Keywords: Keratoprosthesis, Rose bengal photodynamic antimicrobial therapy, Amniotic membrane graft, B-Kpro type I, Lucia design, Surgical technique
1. Introduction
Keratoprosthesis (Kpro) has been employed as a therapeutic alternative for various corneal diseases causing blindness that cannot be addressed through conventional transplant methods.1 Corneal melts and infectious keratitis are regarded as the most common complications following retrosprosthetic membrane (RPM) and glaucoma.2 Infectious keratitis threatens the retention of the Kpro and exposes the patient to the risk of endophthalmitis, resulting in potential visual impairment.3 Prompt and proactive intervention is crucial to mitigate these risks. Risk factors for infectious keratitis include contact lens wear, ocular trauma, ocular surface diseases, lid diseases, corneal surgeries, systemic disease,4, 5, 6 and prolonged use of topical steroids, prevalent in Kpro patients.7 Long-term steroid use is weighed against the higher risk of complications related to ocular surface inflammation.8
Rose Bengal Photodynamic Antimicrobial Therapy (RB-PDAT) has been recognized for inhibiting in vitro growth of different organisms, including Methicillin-Resistant Staphylococcus aureus (MRSA),9 Fusarium solani10, Aspergillus fumigatus, Candida albicans11, Pseudomonas aeruginosa12 and Acanthamoeba. Positive outcomes have been reported in infectious keratitis caused by those agents, establishing it as a feasible and efficacious alternative, in those not responding to standard medical treatment.

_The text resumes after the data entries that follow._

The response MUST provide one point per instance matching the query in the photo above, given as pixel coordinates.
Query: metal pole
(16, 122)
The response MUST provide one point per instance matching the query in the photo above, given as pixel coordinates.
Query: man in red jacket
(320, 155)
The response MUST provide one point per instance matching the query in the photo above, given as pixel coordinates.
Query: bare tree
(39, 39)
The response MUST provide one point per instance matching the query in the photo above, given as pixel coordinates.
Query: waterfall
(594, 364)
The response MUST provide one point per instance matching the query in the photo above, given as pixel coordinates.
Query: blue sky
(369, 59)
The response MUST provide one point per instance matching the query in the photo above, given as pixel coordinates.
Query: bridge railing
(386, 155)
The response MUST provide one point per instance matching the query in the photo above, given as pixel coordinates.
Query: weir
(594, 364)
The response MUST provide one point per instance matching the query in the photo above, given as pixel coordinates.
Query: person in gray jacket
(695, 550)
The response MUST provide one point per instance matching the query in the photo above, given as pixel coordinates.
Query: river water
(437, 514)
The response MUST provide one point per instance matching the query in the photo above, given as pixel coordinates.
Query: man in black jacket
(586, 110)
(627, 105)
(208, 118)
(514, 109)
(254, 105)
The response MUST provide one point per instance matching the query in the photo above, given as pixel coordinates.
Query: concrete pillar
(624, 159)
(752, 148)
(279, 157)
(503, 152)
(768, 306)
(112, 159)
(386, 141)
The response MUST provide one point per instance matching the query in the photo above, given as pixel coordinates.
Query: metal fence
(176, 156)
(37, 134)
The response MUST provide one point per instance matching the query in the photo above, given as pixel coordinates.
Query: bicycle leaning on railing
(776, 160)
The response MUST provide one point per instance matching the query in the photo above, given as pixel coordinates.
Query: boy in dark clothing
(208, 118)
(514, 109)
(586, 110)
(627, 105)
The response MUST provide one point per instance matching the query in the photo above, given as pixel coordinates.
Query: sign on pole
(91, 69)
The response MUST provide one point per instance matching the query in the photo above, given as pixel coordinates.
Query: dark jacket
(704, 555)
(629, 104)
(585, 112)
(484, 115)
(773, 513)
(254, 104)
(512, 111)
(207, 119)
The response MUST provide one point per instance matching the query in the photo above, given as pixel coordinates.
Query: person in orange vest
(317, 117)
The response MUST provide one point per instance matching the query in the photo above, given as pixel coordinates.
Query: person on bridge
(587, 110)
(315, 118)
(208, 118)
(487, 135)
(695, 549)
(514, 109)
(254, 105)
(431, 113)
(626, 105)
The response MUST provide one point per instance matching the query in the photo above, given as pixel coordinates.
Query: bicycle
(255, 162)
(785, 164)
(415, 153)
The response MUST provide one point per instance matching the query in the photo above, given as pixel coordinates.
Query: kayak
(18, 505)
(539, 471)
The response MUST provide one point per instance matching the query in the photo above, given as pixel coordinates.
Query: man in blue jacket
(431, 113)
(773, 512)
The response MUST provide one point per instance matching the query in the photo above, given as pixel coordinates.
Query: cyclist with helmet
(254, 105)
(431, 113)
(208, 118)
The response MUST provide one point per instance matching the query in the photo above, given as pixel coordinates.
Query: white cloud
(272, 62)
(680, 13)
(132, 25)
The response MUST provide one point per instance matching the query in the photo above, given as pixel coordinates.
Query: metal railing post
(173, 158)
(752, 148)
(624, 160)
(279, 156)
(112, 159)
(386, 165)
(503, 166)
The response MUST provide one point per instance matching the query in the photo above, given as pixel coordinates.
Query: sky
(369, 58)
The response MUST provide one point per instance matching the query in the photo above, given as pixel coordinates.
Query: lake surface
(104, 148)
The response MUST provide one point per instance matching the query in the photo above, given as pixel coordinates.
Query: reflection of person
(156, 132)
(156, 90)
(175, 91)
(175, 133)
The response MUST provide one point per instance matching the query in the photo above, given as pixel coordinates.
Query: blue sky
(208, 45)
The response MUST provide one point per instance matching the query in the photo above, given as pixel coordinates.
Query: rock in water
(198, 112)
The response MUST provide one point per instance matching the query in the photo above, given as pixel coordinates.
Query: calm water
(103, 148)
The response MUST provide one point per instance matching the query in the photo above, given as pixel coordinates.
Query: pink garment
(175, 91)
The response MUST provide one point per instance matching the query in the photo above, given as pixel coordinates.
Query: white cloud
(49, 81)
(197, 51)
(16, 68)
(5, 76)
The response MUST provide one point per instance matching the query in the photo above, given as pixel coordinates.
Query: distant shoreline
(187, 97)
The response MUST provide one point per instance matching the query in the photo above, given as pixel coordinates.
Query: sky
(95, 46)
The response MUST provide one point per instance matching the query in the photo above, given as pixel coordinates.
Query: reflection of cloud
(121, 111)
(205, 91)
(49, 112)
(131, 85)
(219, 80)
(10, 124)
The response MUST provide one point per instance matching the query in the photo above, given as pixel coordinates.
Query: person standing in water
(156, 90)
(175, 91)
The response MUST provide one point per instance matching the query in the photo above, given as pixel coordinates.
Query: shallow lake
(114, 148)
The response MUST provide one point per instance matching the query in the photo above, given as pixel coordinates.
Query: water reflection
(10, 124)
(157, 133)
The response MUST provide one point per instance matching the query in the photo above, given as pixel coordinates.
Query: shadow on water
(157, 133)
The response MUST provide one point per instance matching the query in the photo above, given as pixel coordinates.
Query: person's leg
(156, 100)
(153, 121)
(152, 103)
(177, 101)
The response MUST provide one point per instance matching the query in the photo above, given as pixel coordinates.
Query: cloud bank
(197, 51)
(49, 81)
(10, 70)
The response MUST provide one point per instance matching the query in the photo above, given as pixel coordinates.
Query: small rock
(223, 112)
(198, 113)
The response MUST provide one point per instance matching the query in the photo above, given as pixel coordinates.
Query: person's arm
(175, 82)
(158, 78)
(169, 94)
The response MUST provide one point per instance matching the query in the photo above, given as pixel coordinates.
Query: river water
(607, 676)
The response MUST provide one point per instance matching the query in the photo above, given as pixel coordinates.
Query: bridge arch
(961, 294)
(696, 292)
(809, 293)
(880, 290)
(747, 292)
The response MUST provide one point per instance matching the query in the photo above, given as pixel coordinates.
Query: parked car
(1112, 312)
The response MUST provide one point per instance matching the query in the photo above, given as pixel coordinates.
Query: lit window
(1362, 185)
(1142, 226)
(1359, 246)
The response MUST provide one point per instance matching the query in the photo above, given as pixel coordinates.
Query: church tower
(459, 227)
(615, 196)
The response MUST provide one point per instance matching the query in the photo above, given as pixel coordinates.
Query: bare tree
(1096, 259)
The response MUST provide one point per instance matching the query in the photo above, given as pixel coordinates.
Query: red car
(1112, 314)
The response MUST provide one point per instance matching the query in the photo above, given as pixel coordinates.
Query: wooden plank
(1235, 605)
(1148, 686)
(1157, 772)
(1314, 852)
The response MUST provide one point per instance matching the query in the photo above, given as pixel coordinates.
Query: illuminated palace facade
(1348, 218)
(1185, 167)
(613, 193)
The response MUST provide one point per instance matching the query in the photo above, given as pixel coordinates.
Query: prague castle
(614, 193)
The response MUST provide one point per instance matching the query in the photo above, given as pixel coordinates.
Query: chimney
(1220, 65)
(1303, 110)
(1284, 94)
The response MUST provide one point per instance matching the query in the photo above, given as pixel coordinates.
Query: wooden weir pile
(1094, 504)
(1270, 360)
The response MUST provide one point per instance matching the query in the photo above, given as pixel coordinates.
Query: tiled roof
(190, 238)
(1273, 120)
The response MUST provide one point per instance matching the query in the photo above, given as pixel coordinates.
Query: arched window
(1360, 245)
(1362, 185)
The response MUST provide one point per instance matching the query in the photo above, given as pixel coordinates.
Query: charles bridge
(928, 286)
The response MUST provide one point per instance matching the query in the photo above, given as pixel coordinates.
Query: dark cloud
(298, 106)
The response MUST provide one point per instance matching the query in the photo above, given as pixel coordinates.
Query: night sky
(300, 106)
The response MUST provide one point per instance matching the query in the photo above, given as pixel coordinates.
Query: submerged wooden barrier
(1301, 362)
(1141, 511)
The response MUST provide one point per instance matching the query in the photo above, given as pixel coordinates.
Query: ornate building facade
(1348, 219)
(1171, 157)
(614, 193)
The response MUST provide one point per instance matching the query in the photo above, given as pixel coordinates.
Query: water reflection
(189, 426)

The amniotic membrane (AM) is the placenta's inner layer; promotes cell growth and adhesion and reduces vascularization,13,14 it serves as physical protection for the ocular surface.15 In refractory or persistent infections, it has proven effective as an adjuvant treatment.15,16 Given our experience with both techniques, we opted to combine them to enhance the response to this critical case. This case describes a novel surgical technique used in a patient with severe infectious keratitis, combining RB-PDAT with an AM graft.
2. Case report
A 91-year-old woman with a history of severe glaucoma, multiple failed grafts and B-Kpro aphakic Type I Lucia design, implantation in both eyes (BE), presented to routine follow-up at the cornea service, two years after the Kpro implantation in the left eye (LE), complaining of pain and redness that started three days before her appointment. Her treatment consisted of topical fluorometholone 0.1 % twice daily (BID), timolol 0.5 %, brimonidine 0.2 %, dorzolamide 2 % BID, and moxifloxacin 0.5 % BID in BE. At presentation, the LE had conjunctival hyperemia, ciliary injection, and a 6 mm corneal infiltrate with an epithelial defect of the same size adjacent to the optic stem (Fig. 1). The anterior chamber and vitreous were quiet. Best corrected visual acuity (BCVA) was 20/200 in the right eye (RE) and 20/60 in the LE. A bandage contact lens that she was wearing was removed, fluorometholone 0.1 % was suspended and treatment was initiated with hourly fortified topical vancomycin 5 % and moxifloxacin 0.5 %. The rest remained the same and nothing was modified for the RE.
Fig. 1.
A, B. Clinical photograph of the LE showing conjunctival hyperemia and a corneal infiltrate adjacent to the KPro optic stem.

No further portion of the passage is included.